The therapy had taken away part of Dorothea, and that change, I found out later in the novel, was irreversible. Doctor Von states later in the book how the patients who had been ‘healed’, probably hadn’t been helped by the therapy.

‘Sometimes, doctor, I wonder ... did the electricity banish the voice in Rowan Scrivener’s head or was it something else- his faith in the treatment? ... his own willpower? ...some click or twist in his brain that might have happened anyway, whether he had come to us or not?’

I think this is a key point in the book; it is questioning whether mental illness can be healed physically, or whether it is something that has to be overcome by the patient themselves. 

I really liked this novel. I especially liked Doctor Von as a character. At the start of the book, I thought that his intentions were just to do his job and prove the electroconvulsive therapy to be effective. However, as I read on, I realised that he genuinely did care for the patients and actually wanted to see them get better. Somehow, a particular quotation from the book highlighted his caring personality to me.

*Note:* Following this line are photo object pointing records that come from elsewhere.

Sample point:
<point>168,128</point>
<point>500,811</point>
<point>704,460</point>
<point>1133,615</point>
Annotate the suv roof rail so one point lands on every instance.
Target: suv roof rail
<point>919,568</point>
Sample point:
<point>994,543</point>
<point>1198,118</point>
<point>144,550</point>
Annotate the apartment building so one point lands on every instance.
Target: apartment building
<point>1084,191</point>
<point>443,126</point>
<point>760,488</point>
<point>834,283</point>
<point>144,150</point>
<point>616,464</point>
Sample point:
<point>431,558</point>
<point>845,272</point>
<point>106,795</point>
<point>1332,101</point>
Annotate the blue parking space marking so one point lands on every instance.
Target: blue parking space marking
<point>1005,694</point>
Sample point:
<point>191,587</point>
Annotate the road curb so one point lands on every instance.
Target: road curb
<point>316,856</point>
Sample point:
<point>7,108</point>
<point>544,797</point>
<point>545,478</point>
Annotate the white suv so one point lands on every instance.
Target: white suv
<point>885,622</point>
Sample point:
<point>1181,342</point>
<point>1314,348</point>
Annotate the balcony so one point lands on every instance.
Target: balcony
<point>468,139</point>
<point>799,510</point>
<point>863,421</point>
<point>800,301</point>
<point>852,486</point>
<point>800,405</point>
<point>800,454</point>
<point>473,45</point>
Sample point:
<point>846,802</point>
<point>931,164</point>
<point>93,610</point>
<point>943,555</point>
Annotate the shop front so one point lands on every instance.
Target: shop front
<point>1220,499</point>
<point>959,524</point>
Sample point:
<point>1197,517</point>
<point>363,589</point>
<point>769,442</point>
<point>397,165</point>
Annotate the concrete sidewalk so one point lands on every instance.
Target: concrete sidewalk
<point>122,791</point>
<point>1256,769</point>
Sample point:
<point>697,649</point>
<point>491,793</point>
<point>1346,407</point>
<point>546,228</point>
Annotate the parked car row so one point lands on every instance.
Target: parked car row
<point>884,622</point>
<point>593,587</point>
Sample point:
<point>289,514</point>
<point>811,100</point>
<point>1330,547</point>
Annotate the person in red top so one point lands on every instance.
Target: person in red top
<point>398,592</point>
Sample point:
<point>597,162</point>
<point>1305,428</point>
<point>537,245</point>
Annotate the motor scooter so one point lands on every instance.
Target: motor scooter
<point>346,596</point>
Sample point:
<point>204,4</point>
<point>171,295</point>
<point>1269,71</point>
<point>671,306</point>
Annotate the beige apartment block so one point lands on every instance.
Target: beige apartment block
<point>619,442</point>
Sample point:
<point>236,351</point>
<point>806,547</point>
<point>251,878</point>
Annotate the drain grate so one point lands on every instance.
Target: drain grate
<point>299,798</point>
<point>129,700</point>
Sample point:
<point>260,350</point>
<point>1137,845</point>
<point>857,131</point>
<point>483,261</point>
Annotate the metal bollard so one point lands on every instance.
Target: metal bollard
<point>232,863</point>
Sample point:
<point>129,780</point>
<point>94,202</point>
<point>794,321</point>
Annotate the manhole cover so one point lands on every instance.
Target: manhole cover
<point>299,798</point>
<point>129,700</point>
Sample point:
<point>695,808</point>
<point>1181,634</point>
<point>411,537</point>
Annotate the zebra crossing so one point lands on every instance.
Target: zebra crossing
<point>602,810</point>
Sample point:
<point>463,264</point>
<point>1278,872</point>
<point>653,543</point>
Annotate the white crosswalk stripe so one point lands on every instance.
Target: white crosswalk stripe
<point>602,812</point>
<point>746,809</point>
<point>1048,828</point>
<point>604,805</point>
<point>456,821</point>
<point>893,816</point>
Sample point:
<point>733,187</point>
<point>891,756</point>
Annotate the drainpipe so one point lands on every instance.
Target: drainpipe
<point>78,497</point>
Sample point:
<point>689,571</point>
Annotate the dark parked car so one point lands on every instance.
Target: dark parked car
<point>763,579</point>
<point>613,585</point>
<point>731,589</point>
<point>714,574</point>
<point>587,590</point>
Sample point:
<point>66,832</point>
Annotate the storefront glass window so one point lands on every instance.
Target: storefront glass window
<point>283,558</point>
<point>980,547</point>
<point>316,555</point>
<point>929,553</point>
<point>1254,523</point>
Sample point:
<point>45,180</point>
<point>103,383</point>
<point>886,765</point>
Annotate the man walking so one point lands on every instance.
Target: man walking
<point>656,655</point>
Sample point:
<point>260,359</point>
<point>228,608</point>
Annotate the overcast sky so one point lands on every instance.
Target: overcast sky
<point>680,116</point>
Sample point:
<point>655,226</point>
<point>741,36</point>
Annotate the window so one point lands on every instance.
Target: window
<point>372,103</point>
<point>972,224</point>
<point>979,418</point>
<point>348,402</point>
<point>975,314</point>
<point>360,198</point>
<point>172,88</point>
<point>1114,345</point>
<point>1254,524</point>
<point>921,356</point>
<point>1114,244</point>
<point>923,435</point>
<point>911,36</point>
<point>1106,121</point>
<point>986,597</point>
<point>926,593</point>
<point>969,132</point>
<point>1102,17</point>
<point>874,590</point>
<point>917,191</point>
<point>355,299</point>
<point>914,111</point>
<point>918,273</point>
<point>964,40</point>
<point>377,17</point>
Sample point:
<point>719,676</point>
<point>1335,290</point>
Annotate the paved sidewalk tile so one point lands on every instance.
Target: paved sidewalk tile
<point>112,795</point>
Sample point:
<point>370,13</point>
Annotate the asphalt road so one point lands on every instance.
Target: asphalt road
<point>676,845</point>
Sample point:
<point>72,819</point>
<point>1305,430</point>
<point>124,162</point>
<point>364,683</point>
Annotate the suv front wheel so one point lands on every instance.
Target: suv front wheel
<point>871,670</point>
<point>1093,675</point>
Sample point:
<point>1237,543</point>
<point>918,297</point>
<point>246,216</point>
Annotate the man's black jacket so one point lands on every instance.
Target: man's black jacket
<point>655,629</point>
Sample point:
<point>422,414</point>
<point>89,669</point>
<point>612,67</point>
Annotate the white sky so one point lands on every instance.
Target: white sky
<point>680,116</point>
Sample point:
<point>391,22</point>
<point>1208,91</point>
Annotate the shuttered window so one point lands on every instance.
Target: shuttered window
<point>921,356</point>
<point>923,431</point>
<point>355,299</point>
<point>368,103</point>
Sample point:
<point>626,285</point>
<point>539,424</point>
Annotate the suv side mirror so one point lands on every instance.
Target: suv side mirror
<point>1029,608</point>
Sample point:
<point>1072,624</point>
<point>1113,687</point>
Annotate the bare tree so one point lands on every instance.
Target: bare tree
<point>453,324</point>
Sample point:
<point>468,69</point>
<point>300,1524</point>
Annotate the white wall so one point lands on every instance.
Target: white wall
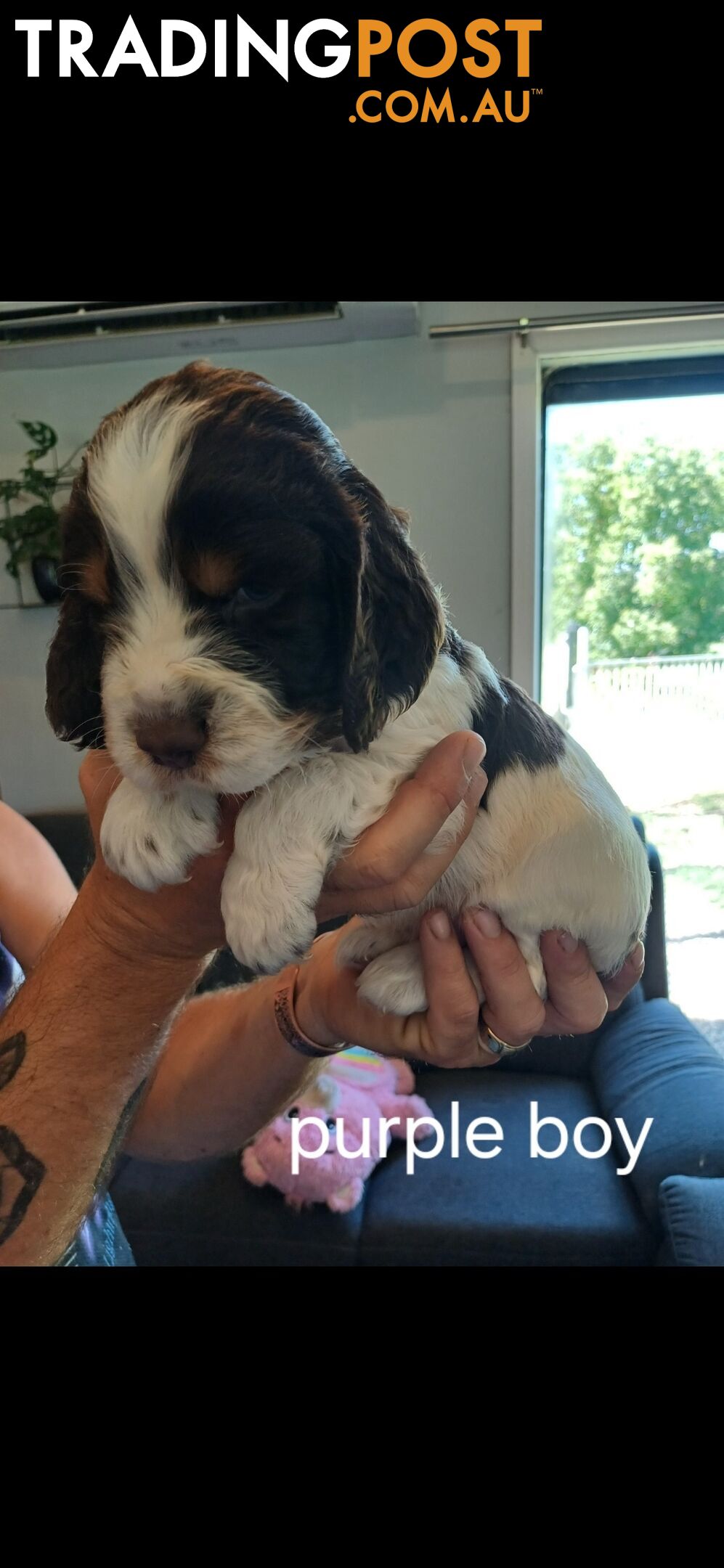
<point>428,420</point>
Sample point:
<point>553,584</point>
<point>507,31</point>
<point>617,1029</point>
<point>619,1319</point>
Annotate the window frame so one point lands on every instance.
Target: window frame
<point>532,355</point>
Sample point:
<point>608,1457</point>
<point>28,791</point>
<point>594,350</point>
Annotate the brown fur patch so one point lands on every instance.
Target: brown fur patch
<point>94,579</point>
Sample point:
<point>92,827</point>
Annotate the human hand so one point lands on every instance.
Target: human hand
<point>450,1034</point>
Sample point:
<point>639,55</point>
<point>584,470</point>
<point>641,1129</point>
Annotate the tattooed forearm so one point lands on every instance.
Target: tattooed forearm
<point>21,1173</point>
<point>12,1057</point>
<point>118,1138</point>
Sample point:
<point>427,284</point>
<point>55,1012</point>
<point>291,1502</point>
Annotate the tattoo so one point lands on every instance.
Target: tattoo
<point>21,1175</point>
<point>118,1138</point>
<point>12,1057</point>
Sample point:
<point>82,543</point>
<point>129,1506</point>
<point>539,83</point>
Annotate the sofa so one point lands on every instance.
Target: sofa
<point>572,1208</point>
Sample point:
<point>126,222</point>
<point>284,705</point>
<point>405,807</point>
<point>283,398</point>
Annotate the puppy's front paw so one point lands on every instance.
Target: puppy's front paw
<point>261,927</point>
<point>365,942</point>
<point>152,839</point>
<point>395,982</point>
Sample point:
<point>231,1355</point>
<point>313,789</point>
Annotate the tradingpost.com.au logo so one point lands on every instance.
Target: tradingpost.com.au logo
<point>491,62</point>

It is ridiculous, von Metzer thought, that the only chairs on this ward, apart from my own, and the bath chair with the straps, are bolted to the floor, so cannot be moved from place to place. My test-cases are not the types to hurl chairs at one another. I will get them more chairs, for looking out at the snow.’

Hearn also showed through Doctor Von how many nice people could be stereotyped. Because he was German, many accused him of being a spy or blamed him for the war. But really, he just wanted to treat his patients. Here, during the play, many of the audience are uncomfortable with the fact a German is performing the villain’s part. 

‘People who had never actually met von Metzer- including Rowan’s own family- were thrown, more than anything, by the accent. Was it real, or phoney? Was this man a Jerry or not? [...] Doctor Von is a good man, Rowan wanted to yell from the wings.’

This novel really impressed me and Hearn really managed to piece together a clever and realistic plot. For this I give it 9/10.